1 July changes are routine but put this time round it's different with pension age going up and runaway inflation boosting pension assets limits.

LOTS of things to do with the pension will change on 1 July 2023.

Pension age

First up, the pension age will be 67 on 1 July. If you turn 66-and-a-half on 30 June, you’ll be able to claim the pension from that day. But if you turn 66-and-a-half on 1 July, you will have to wait until 31 December.

It will be interesting to see how long it will take for the push to make the pension age 70 to take off now that 67 has been established. Already the Daily Telegraph has covered a new report by Macquarie University’s Business School, which says Australia’s pension system will require a pension age of 70 to be affordable.

Pension asset limits

1 July is also the date on which pension assets limits related to the pension are indexed. That isn’t usually a big deal, but this time round it is worth noting that rampant inflation is having an effect on assets limits.

The lower pension asset test limit for couples, which was $419,000, will increase to $451,500, up almost 8 per cent.

It means a $50 a week pension increase for pensioner couples with between $451,500 or $954,000 in assets. This is not because the pension is going up, but because they will now qualify for a full pension or a higher part pension.
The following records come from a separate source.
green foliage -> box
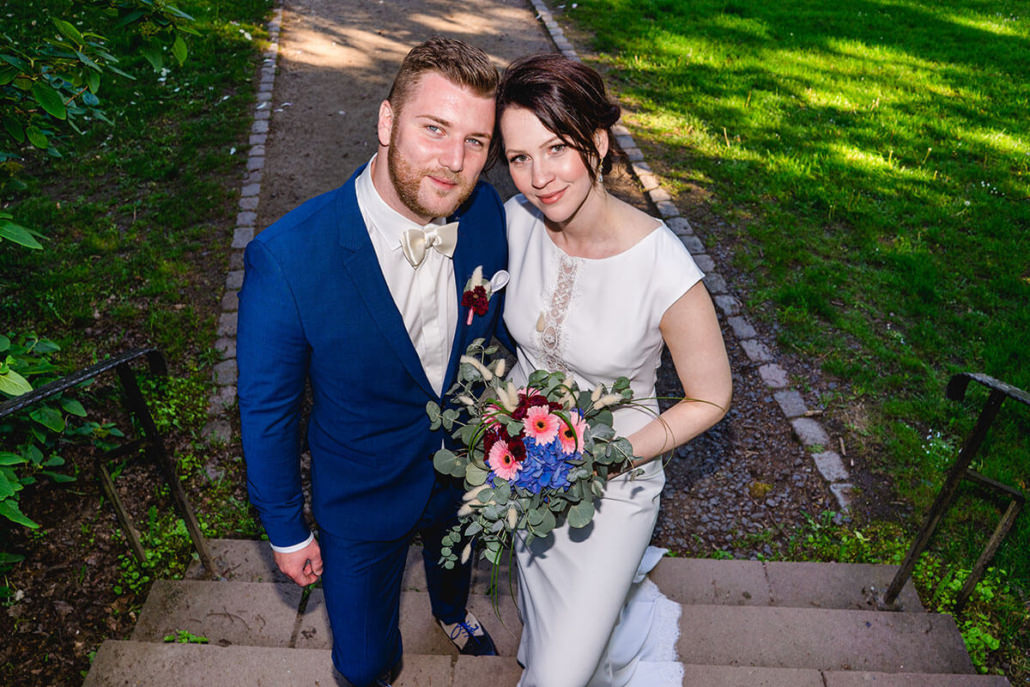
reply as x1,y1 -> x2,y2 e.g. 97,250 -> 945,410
0,335 -> 110,528
567,0 -> 1030,589
0,0 -> 196,162
787,512 -> 1030,673
114,506 -> 193,594
164,629 -> 209,644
For anyone with assets up to $419,000 there will be no pension increase, because they were already on a full pension.

The higher pension assets limit will also increase substantially, from $954,000 to $986,500. Self-funded retirees with assets above $954,000 up to $986,500 will now be able to claim a part pension.

It’s a similar story for single pensioners. The lower pension assets limit will increase from $280,000 to $301,750. The higher pension assets limit has increased from $634,750 to $656,500. The maximum rise in pension payments for singles as a result of this will be $32.50 per week.

Deeming rates and income free areas

The pension deeming rates themselves are on hold until 1 July 2024, but the deeming thresholds will increase on 1 July 2023. The singles’ threshold will go up from $56,400 to $60,400, while the couples’ threshold will go up from $93,600 to $100,200.

Because the pension income-free areas are also going up (from $190 per fortnight to $204 for singles; from $336 per fortnight to $360 for couples), the vast majority of pensioners will continue to not be affected by deeming rates. This is because deemed income from financial assets will mostly not exceed the income-free area.

However, with interest rates going the way they have been, it’s very likely that after 1 July 2024 the deeming rates will increase. By how much nobody knows.